Good health is the consequence, in the first instance, of investment by the society in research and education that produces businesses that distribute wealth in society by providing better-trained and better-paid employment; a thriving economy has the resources to provide good healthcare, environmental services, and also clean air and water. Witness First Nation in Canada as an example of a sort of state within a state where lack of economic production and employment causes higher incidents of illness, social problems and disparities with Canada. Adequate welfare and healthcare is imperative but not the long-term solution, though my point here I stress is by no means to disparage either societal obligations to the needy or First Nations burdens, which are not, we must remember, of their own making. It is about justice moral and ethical obligation.
Ultimately, we must recognize that sustainable economic production is the sine qua non for a successful democratically governed mixed economic system such as that of Canada, Sweden, the United States, South Africa, or Mexico et al. They all depend on governments that meet this standard and voters that have a basic understanding of what the task is; government’s task can never be the same as that of the private sector. Bay and Wall Street have their own fish to fry.
For those of my readers that have not studied the mechanics of mixed monetary system such as Canada’s or South Africa’s , I will remind them that such a system requires a thriving private sector, whose task is to pursue profitable investment in economic production that has durability and will sustain lasting employment.
The Government’s task, on the other hand, is to collect taxes and to provide the products and services that the private sector fails to provide, in order to secure the social satisfaction and social stability that society needs.
Hence, one of government’s most important tasks is to technically understand the economy’s allocation mechanism and its faults and to understand what products and services most efficiently can be provided by the private sector or by the government.
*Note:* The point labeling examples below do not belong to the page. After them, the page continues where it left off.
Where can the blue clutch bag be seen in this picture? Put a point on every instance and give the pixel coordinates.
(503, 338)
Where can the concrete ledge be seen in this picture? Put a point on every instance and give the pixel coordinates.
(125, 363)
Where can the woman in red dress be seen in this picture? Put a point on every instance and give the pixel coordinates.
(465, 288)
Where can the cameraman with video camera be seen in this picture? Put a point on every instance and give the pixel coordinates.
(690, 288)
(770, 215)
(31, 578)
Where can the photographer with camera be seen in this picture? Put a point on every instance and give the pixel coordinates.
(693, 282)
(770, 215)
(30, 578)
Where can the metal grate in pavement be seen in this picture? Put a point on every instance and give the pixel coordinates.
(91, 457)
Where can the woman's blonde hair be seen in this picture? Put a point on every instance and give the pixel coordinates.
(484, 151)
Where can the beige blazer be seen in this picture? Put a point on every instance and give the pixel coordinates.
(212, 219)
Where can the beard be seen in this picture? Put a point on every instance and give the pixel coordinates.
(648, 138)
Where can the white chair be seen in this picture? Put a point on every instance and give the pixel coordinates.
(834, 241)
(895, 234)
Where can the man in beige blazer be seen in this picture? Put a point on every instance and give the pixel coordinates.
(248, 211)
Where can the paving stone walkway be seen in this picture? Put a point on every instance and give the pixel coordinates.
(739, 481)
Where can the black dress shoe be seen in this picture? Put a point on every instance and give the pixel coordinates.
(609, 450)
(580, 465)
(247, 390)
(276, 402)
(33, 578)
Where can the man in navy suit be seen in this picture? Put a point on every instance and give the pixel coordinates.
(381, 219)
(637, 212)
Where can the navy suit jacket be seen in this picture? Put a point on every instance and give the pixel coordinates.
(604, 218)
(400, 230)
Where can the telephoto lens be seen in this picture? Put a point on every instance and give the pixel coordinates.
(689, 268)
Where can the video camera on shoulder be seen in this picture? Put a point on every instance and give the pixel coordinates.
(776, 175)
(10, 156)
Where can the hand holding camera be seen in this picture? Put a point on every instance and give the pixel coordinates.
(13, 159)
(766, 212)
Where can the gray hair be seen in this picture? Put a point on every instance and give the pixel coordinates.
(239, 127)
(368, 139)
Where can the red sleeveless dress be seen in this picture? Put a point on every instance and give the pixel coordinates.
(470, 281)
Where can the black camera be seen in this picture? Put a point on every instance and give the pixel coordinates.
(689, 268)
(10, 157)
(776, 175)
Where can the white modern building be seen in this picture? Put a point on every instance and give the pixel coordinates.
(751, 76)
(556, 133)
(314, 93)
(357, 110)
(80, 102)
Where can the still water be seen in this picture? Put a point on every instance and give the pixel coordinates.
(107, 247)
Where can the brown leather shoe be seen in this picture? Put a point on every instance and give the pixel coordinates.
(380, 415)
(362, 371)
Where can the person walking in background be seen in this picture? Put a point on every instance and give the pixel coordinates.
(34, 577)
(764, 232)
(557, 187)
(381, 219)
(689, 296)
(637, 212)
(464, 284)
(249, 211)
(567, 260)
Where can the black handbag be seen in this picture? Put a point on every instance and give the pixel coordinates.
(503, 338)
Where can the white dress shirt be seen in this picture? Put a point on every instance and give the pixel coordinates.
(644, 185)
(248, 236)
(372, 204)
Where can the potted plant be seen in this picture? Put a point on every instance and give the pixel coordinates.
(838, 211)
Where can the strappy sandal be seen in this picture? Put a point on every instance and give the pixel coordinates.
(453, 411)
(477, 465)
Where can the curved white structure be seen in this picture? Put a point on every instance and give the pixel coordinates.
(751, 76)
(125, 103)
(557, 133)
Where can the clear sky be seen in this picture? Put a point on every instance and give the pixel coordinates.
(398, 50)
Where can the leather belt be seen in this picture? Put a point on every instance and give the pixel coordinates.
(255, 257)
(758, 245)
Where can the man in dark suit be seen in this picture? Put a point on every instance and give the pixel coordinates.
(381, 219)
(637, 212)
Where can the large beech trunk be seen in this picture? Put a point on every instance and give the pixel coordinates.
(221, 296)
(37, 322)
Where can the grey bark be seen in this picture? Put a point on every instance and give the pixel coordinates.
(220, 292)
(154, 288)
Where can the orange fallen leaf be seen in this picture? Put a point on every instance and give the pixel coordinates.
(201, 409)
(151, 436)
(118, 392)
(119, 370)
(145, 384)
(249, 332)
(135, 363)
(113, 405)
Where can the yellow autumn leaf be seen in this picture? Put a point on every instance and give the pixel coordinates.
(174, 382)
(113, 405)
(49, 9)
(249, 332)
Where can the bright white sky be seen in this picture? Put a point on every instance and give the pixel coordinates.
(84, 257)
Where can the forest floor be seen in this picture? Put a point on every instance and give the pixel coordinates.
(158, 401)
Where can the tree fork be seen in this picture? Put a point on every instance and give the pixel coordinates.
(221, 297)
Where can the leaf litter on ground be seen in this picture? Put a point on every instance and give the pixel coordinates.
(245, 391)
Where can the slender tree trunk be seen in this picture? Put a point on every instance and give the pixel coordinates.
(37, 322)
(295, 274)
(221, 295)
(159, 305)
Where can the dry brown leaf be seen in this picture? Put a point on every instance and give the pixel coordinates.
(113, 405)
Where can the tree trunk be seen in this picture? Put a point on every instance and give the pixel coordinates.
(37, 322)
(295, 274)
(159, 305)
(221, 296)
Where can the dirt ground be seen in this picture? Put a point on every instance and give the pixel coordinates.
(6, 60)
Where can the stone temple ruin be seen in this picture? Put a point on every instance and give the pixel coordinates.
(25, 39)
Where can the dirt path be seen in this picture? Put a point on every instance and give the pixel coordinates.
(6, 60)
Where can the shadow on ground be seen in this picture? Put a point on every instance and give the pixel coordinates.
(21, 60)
The government must furthermore present the choices and tradeoffs in an understandable way to apprise voters of the alternatives. Make no mistake: failure in government and voter ignorance will inevitably cause varying degrees of social, economic and ecological adversity. In Okanagan, our society should ask: does development usurp social, economic and ecological realities?
The health care system in the United States is a textbook example of systemic failure in a mixed economy caused by government failure and lack of knowledge among voters. Despite having the highest healthcare consumption in the world, it is most bizarre that millions of Americans lack adequate healthcare.
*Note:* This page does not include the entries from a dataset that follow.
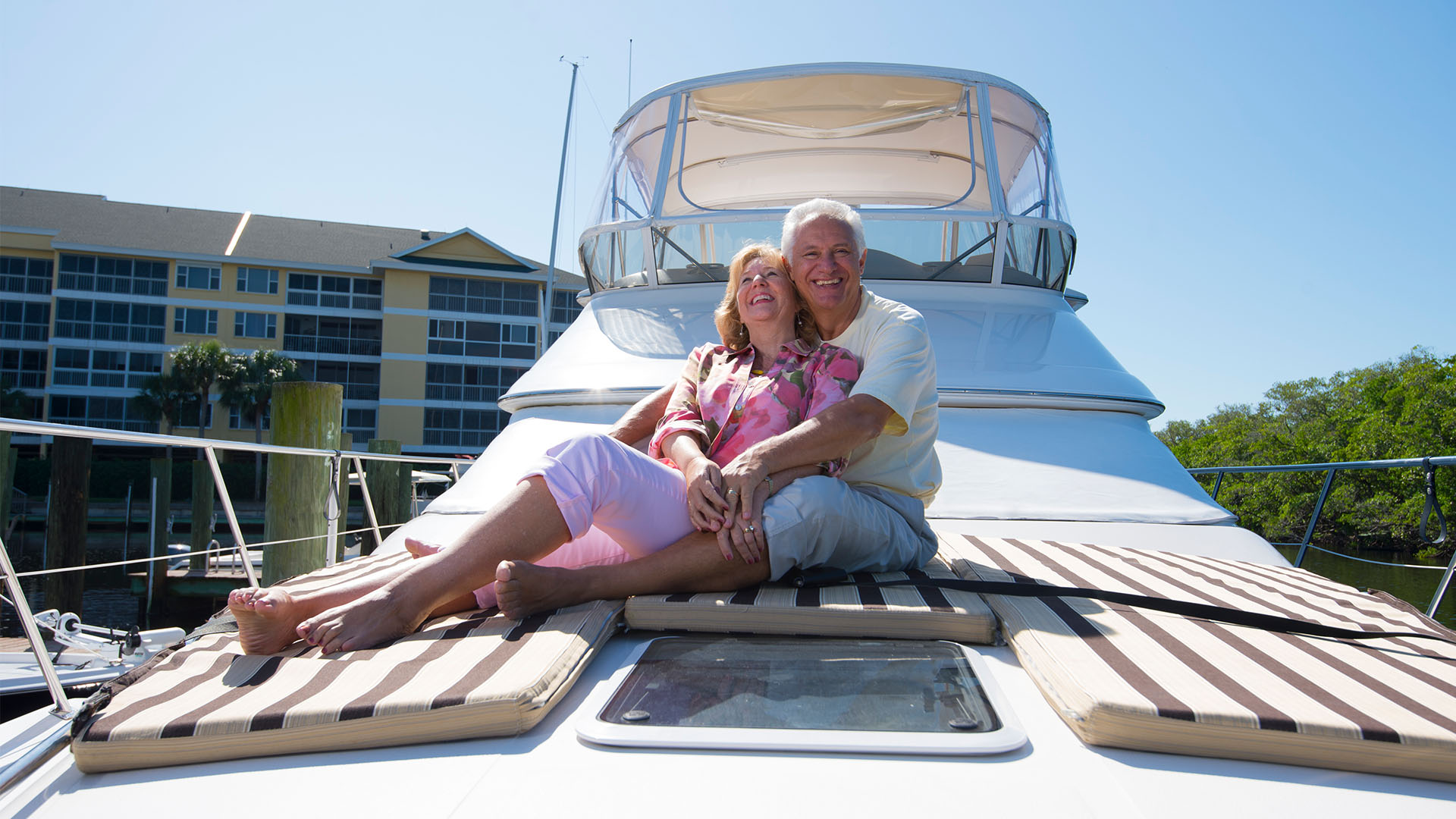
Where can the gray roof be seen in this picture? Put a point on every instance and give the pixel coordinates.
(86, 219)
(89, 219)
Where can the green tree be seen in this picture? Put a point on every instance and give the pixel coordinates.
(197, 368)
(1389, 410)
(164, 400)
(249, 390)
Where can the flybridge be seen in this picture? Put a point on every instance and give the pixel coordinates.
(952, 171)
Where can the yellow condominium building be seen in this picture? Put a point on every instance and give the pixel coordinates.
(424, 330)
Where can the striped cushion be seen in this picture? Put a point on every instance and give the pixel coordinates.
(830, 611)
(1150, 681)
(468, 675)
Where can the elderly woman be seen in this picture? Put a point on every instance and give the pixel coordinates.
(592, 499)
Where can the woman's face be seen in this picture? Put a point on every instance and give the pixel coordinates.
(764, 293)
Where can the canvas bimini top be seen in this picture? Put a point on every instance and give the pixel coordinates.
(952, 171)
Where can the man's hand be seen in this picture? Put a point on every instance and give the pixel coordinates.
(746, 487)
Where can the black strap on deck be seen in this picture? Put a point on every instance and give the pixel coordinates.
(829, 576)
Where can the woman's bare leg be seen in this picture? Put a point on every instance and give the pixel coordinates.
(268, 618)
(526, 525)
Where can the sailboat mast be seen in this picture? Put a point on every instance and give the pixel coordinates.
(555, 222)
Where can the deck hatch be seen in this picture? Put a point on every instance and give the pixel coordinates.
(795, 694)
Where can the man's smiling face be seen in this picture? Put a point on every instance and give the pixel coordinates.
(824, 267)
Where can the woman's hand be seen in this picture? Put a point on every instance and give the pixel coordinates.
(707, 507)
(746, 487)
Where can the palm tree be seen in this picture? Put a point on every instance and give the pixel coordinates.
(199, 366)
(162, 400)
(249, 388)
This imbalance and squandering of resources hampers the United States in its competitiveness in the global marketplace, since in the end it is industry and business, which must carry the healthcare burden, reflecting government failure, and an allocation mechanism that has gone awry. Witness the US trade and current account deficit that must be covered by borrowing from abroad as China. The so-called Obama Care legislation may be seen as solving some of the inadequacies of the system and its misallocation of resources, but the jury is out as to whether it has fixed the problem or simply obscured it in new and as yet unfathomable ways.
Therefore, we turn to access to health care and the GP initiative in the South Okanagan of British Columbia, and the physicians group I mentioned above. Will this initiative increase the understanding of the connection between socioeconomic conditions, education, employment, income and disparities in society and people’s health?
Let it be a reminder that healthcare consumes resources and tax money at the expense of societal investment in the social, economic and environment needs that secure good health in society. We should ask does a health care system consuming plus 40% of the Provincial budget contradict its own purposes by serving another master than the public good?
The experiment with the new physicians’ group could contribute to an increased understanding of the interrelations of economic prosperity and good health and might backwash upon South Africa itself in helpful ways. And so we might ultimately repay South Africa for sending us their doctors.